# First Smoked Salmon (with qview)



## im1986 (Nov 29, 2011)

Today a friend gave me a 13# chinook salmon. It was kinda spawned out, but i figure it would be a good fish to start with on the smoker. 

So i brought it home, cut it into fillets, made a brine out of water, salt, brown sugar, and soy sauce. 

My questions are:

1. how long to brine?

2. how long to hot smoke it?

3. what temps should i hot smoke it at?  

Now for the pictures. 

Here is the whole fish.








Cut into fillets 







And into the brine







Thanks guys.


----------



## im1986 (Nov 29, 2011)

Well i cooked up a small slice of this salmon, and the meat on it is terrable. I have decided not use it for smoking. I think the fish was just too spawned out.

I am going to pick up some salmon from safeway tomorrow.


----------



## SmokinAl (Nov 30, 2011)

I do all my salmon fishing at Sam's!


----------



## africanmeat (Nov 30, 2011)

sorry it is a nice fish ,what did you put in the brine?


----------



## tjohnson (Nov 30, 2011)

Do they just get nasty after they spawn?

I suppose they are near death, and this may be why the meat is bad

TJ


----------



## frosty (Nov 30, 2011)

Al, you crack me up.  
	

	
	
		
		



		
		
	


	





   I think I heard somewhere that obtaining Salmon after the spawn is not a good thing due to several different changes, AND the death thing CAN't be good.  Let the bears have them.


----------



## im1986 (Nov 30, 2011)

Yes, they get real nasty after spawn. I knew this one was real borderline. The meat turns sour and is totally un-eatable.


----------



## im1986 (Nov 30, 2011)

SmokinAl said:


> I do all my salmon fishing at Sam's!  :cool:



We don't have a same club up here, Walmart is the closest thing to same, however our safeway is the best for meats.


----------



## steamaway (Dec 1, 2011)

Would have been more fun catching him then smoking him!


----------



## im1986 (Dec 1, 2011)

steamaway said:


> Would have been more fun catching him then smoking him!




Yes it would of....


----------



## im1986 (Dec 1, 2011)

Well, here we go. Smoked Salmon Take 2. 

I bought 2 nice salmon fillets at safeway, cut them in half, and they have been in the brine for 24 hours. I got the smoker all ready, and I am going to attempt a cold smoke. 

How long should i cold smoke them? 

Here is the qview. 

Ready for the brine







Ready for the smoker







In the smoker


----------



## im1986 (Dec 1, 2011)

Well here is the finished salmon, 

I hot smoked it for about 2 hours at 170, then turned the heat up to 200 for the final 10 min. Tastes great, a little on the salty side. I think 24 hours in the brine is too long for my taste, next time i'm going to try 12 hours and cold smoking it.


----------



## rbranstner (Dec 2, 2011)

im1986 said:


> Well here is the finished salmon,
> 
> I hot smoked it for about 2 hours at 170, then turned the heat up to 200 for the final 10 min. Tastes great, a little on the salty side. I think 24 hours in the brine is too long for my taste, next time i'm going to try 12 hours and cold smoking it.

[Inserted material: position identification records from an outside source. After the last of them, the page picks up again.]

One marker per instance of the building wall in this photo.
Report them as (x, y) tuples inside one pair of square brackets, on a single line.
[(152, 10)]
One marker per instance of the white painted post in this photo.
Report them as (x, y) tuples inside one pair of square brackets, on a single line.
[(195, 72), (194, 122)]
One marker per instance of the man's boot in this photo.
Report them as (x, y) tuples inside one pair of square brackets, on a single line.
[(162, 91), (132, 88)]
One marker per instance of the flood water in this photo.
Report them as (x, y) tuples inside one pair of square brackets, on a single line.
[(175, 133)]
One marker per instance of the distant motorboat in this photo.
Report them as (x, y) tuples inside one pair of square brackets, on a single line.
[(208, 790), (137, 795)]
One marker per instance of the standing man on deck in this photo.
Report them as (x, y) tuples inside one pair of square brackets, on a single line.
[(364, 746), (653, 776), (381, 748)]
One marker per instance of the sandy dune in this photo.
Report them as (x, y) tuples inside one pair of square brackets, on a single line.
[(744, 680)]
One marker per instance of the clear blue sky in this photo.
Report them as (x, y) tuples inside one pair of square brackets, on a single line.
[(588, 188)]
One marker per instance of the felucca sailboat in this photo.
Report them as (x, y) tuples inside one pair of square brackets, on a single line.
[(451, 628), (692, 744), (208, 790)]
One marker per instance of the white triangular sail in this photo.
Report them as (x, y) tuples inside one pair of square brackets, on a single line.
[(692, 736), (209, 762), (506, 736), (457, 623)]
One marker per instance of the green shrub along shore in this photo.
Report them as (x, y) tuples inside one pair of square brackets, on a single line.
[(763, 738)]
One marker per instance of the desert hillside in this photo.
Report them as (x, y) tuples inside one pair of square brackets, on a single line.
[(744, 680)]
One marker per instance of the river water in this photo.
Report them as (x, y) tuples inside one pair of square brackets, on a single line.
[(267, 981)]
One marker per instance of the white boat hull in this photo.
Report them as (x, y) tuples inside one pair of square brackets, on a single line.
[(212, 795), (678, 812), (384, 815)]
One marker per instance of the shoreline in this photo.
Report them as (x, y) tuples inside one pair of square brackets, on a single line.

The salmon looks good from here. I am the same was as Al I do all of my salmon fishing at Sam's Club 
	

	
	
		
		



		
		
	


	





. If the salmon was to salty you might want to try cutting back on the amount of salt in your brine especially since I see you have soy sauce in there as well. If you want a good brine to try or at least to look at some of the volumes of ingredients just do a quick search and you will find quite a few. Bearcarvers salmon brine is suppose to be really good if you want to search for that.


----------



## SmokinAl (Dec 2, 2011)

We don't use a brine, just EVOO & cajun seasoning.


----------



## steamaway (Dec 2, 2011)

I'm giving it my first crack at Salmon tomorrow. Think i'm going brineless.


----------



## owlcreeksmoker4 (Dec 2, 2011)

I'm with Al on this one as I never use brine on my fish, too delicate a meat in my opinion. just a good rub always does the job for me


----------



## im1986 (Dec 2, 2011)

yes I think that I am going to go brineless as well next time. 

I found a recipe that calls for a 1 hour marinade soak, seems pretty yummy. I'm going to give that a shot next time.


----------